Por su parte, Le voyage du ballon rouge, una suerte de aproximación a la película de 1956 El globo rojo, de Albert Lamorisse, presenta como primer punto de interés el ser la primera película de Hou Hsiao-hsien rodada en París, con actores franceses. Como es habitual en la obra del maestro taiwanés, Hou captura y filtra la realidad a través de su mirada convirtiendo cada fotograma de su cine en una serena y sabia reflexión acerca de la naturaleza del cine. Cada una de sus imágenes, adscriptas al filtro ritual del plano-secuencia, se establece con armonía en el seno de la reflexión metalingüística, cuestionando incesantemente su propia naturaleza. En su nueva película, Hou se aplica en la investigación de los mecanismos y significados que entran en juego en la asociación de un sonido a una imagen. Luego, en su acercamiento a cada escenario, espacio y personaje, el director desarticula de forma parsimoniosa las misteriosas conexiones entre el cine y lo real. Y lo más extraordinario de todo es que a pesar de aproximarnos de manera milagrosa a la solución a todas estas cuestiones, su cine sigue siendo extremadamente enigmático, y gracias a ello, poético, bello, sublime.

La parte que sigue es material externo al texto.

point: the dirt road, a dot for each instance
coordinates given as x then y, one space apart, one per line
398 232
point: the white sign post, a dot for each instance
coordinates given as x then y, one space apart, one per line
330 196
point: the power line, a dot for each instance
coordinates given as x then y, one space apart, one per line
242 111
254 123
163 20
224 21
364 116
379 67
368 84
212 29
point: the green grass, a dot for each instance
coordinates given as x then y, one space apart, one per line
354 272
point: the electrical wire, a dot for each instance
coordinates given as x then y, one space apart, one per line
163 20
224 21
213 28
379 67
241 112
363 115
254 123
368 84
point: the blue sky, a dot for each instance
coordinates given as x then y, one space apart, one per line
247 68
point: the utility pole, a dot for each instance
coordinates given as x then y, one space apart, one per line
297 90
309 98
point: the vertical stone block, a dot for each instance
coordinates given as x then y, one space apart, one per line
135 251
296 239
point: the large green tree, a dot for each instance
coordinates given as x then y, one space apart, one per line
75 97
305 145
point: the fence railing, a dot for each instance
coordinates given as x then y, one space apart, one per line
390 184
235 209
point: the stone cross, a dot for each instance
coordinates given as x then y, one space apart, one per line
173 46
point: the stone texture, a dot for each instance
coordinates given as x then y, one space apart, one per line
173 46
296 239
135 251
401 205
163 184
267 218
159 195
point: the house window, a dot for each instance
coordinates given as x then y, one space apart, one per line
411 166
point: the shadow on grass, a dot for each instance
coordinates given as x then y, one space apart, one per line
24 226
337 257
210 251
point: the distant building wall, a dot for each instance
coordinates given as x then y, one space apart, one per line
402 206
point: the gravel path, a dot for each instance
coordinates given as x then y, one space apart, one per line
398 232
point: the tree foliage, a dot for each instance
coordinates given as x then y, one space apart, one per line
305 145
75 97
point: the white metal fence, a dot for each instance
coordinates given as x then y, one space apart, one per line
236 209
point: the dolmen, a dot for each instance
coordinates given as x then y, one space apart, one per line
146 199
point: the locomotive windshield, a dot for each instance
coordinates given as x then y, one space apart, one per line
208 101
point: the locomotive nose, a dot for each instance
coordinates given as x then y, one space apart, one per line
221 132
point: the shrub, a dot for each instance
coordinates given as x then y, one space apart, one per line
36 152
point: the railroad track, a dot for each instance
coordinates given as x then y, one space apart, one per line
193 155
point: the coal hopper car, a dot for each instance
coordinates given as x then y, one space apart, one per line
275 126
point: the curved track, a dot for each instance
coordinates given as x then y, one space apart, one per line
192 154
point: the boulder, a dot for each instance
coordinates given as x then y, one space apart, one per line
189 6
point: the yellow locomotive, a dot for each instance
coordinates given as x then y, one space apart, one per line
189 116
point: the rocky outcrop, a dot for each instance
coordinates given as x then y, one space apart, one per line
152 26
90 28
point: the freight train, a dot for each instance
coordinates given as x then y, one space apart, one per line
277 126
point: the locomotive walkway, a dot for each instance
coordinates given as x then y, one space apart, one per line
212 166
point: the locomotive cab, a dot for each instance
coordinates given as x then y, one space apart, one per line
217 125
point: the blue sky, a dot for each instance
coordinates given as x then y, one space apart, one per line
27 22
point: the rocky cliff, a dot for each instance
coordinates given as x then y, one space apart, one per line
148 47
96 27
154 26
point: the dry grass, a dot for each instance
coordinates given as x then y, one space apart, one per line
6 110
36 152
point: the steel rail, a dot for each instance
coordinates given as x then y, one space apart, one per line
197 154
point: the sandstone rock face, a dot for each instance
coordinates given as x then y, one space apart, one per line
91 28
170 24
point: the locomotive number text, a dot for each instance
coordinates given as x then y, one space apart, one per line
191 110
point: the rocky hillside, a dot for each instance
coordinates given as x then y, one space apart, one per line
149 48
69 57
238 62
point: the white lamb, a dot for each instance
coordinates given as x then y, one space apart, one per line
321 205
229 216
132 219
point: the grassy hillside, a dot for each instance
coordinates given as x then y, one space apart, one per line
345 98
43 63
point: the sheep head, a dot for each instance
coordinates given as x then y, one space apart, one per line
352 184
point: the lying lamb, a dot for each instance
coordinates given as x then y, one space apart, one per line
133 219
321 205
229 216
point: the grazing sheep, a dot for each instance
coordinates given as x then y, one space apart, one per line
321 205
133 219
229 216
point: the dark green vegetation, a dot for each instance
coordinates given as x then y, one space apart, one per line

En esta película sobre un niño perseguido por un globo rojo, la chica taiwanesa que le hace de canguro (babysitter) y la madre del niño (una extraordinaria Juliette Binoche haciendo de una cassavetiana Gena Rowlands), todos los acontecimientos (muy pocos) evocan, de forma indirecta, cuestiones esenciales de la existencia social. Como Ozu, Hou consigue extraer verdades trascendentales de la experiencia cotidiana. De hecho, esta película se parece bastante a Café Lumière, en la que Hou homenajeaba al maestro japonés. Así, todo gira en torno a la dialéctica entre tradición y modernidad, mientras la reflexión acerca del dispositivo cinematográfico se asienta en el tratamiento alegórico de diversas formas de representación: las marionetas a las que da vida Binoche, la cámara digital de la chica o el piano afinado por un hombre ciego. Otra obra maestra del que es probablemente el cineasta más importante de las últimas dos décadas.
Y así sobreviví a mi tercera SEMINCI, con la retina desgastada por varias películas olvidables, aunque iluminada por otras obras importantes, con algún kilo de más (la dieta pucelana es de todo menos ligera) y con un buen puñado de interesantes charlas cinéfilas en el recuerdo.